The phone? The phone. Everything is heavy and loose. I’m a water balloon sloshing across the ground. My stomach jumps and I think I might throw up.

Emma’s face is wet and her eyes bloodshot. She’s already got her arm stretched across the carpet, like it’s been that way for a while. I push it toward her. The phone slides, slides, stops just out of her reach.

She makes a frustrated, angry sound and reaches out to it with her foot.

A tentative voice calls down the stairs, “Leah?” just as Emma makes contact with the beaded chain attached to the phone’s case.

The voice is unbelievably congested, which makes me laugh. It’s Greg!

Greg’s talking to another person and the other person is talking back.

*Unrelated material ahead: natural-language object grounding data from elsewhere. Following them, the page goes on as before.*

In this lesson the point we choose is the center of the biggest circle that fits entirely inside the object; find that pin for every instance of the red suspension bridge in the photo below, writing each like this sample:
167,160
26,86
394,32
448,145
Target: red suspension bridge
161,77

Emma has the phone to her ear and she’s talking too. The only sound that makes sense is the feet thumping down the stairs.

I flop over to watch. There are legs standing in front of me. The legs belong to a man. The man crouches. He’s close enough that I can smell the spice of his cologne, feel the intense focus of his stare.

Ellis regards me. He’s wearing a crisp white T-shirt while the other people wear maroon scrubs. His hair’s in a low ponytail and there’s a streak of dirt on his cheek. I think, absurdly, He looks good. Smells good too, like pine. It was really nice when I thought he was going to save me.

Emma is yelling, furious and frantic as a hissing cat. Abruptly it cuts off. The room feels empty without her voice in it. No, that’s not right. It’s not the room that feels empty.

It’s me.

There used to be a point to me.

Ellis rests the back of his hand on my forehead. He’s warm, and it makes me want to cry.

“Aw, Lou. What are we going to do with you?”